Impact of missing value imputation on classification for DNA microarray gene expression data--a model-based study.

EURASIP journal on bioinformatics & systems biology Pub Date : 2009-01-01 Epub Date: 2010-03-02 DOI:10.1155/2009/504069

Youting Sun, Ulisses Braga-Neto, Edward R Dougherty

{"title":"Impact of missing value imputation on classification for DNA microarray gene expression data--a model-based study.","authors":"Youting Sun, Ulisses Braga-Neto, Edward R Dougherty","doi":"10.1155/2009/504069","DOIUrl":null,"url":null,"abstract":"<p><p>Many missing-value (MV) imputation methods have been developed for microarray data, but only a few studies have investigated the relationship between MV imputation and classification accuracy. Furthermore, these studies are problematic in fundamental steps such as MV generation and classifier error estimation. In this work, we carry out a model-based study that addresses some of the issues in previous studies. Six popular imputation algorithms, two feature selection methods, and three classification rules are considered. The results suggest that it is beneficial to apply MV imputation when the noise level is high, variance is small, or gene-cluster correlation is strong, under small to moderate MV rates. In these cases, if data quality metrics are available, then it may be helpful to consider the data point with poor quality as missing and apply one of the most robust imputation algorithms to estimate the true signal based on the available high-quality data points. However, at large MV rates, we conclude that imputation methods are not recommended.

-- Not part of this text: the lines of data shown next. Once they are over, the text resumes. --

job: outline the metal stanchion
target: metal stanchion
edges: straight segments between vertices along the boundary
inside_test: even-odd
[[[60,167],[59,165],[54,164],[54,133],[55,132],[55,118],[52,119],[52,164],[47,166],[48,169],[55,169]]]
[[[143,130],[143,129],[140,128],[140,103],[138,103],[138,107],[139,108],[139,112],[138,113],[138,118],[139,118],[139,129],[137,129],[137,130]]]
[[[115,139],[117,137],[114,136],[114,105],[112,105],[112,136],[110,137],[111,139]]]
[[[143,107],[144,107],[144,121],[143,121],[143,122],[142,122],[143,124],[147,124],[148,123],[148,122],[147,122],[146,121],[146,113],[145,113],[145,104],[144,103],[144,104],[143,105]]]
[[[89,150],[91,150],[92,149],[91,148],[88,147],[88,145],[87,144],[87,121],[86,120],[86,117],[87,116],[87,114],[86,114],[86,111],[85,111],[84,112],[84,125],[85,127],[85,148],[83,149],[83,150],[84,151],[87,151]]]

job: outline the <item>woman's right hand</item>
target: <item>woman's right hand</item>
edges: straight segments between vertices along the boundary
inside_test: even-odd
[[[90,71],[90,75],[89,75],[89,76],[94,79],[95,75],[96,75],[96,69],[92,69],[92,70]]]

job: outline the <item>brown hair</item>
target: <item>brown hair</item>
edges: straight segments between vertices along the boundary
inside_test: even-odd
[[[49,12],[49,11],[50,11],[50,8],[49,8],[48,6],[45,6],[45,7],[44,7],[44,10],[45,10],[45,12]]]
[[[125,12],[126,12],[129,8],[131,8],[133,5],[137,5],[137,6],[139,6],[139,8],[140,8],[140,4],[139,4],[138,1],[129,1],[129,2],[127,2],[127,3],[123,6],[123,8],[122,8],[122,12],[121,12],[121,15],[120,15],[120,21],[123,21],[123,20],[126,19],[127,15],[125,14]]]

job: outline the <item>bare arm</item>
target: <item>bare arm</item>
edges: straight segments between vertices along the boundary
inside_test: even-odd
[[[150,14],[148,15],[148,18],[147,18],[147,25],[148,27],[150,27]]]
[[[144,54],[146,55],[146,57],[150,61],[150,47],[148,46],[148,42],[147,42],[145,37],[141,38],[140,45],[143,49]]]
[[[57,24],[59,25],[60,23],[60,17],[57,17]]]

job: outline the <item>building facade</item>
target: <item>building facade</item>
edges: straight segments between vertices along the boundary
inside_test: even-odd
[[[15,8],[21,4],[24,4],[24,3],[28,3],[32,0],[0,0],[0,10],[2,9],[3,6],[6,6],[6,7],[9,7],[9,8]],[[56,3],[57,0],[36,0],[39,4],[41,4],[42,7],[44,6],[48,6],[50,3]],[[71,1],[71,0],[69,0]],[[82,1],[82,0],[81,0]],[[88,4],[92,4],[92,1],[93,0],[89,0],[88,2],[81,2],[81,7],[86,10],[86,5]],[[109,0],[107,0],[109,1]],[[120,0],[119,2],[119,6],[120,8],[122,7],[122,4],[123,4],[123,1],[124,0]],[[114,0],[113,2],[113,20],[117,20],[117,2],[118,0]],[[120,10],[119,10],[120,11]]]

Regarding the MV rate, our results indicate the presence of a peaking phenomenon: performance of imputation methods actually improves initially as the MV rate increases, but after an optimum point, performance quickly deteriorates with increasing MV rates.</p>","PeriodicalId":72957,"journal":{"name":"EURASIP journal on bioinformatics & systems biology","volume":"2009 ","pages":"504069"},"PeriodicalIF":0.0000,"publicationDate":"2009-01-01","publicationTypes":"Journal Article","fieldsOfStudy":null,"isOpenAccess":false,"openAccessPdf":"https://sci-hub-pdf.com/10.1155/2009/504069","citationCount":"22","resultStr":null,"platform":"Semanticscholar","paperid":null,"PeriodicalName":"EURASIP journal on bioinformatics & systems biology","FirstCategoryId":"1085","ListUrlMain":"https://doi.org/10.1155/2009/504069","RegionNum":0,"RegionCategory":null,"ArticlePicture":[],"TitleCN":null,"AbstractTextCN":null,"PMCID":null,"EPubDate":"2010/3/2 0:00:00","PubModel":"Epub","JCR":"","JCRName":"","Score":null,"Total":0}

引用次数: 22

Abstract

Many missing-value (MV) imputation methods have been developed for microarray data, but only a few studies have investigated the relationship between MV imputation and classification accuracy. Furthermore, these studies are problematic in fundamental steps such as MV generation and classifier error estimation. In this work, we carry out a model-based study that addresses some of the issues in previous studies. Six popular imputation algorithms, two feature selection methods, and three classification rules are considered. The results suggest that it is beneficial to apply MV imputation when the noise level is high, variance is small, or gene-cluster correlation is strong, under small to moderate MV rates. In these cases, if data quality metrics are available, then it may be helpful to consider the data point with poor quality as missing and apply one of the most robust imputation algorithms to estimate the true signal based on the available high-quality data points. However, at large MV rates, we conclude that imputation methods are not recommended. Regarding the MV rate, our results indicate the presence of a peaking phenomenon: performance of imputation methods actually improves initially as the MV rate increases, but after an optimum point, performance quickly deteriorates with increasing MV rates.

Abstract Image

查看原文本刊更多论文

缺失值输入对DNA微阵列基因表达数据分类的影响——基于模型的研究。

目前，针对微阵列数据已经开发了许多缺失值(MV)输入方法，但仅有少数研究探讨了缺失值输入与分类精度之间的关系。此外，这些研究在MV生成和分类器误差估计等基本步骤上存在问题。在这项工作中，我们开展了一项基于模型的研究，解决了以前研究中的一些问题。考虑了六种常用的插值算法、两种特征选择方法和三种分类规则。结果表明，当噪声水平高、方差小或基因簇相关性强时，在小到中等的MV率下，应用MV归算是有利的。在这些情况下，如果数据质量指标可用，那么将质量差的数据点视为缺失的数据点，并应用最健壮的输入算法之一，以基于可用的高质量数据点估计真实信号，可能会有所帮助。然而，在较大的毫伏率下，我们得出的结论是，不建议采用归算方法。在MV率方面，我们的结果表明存在峰值现象:随着MV率的增加，插补方法的性能实际上最初有所提高，但在最佳点之后，随着MV率的增加，性能迅速恶化。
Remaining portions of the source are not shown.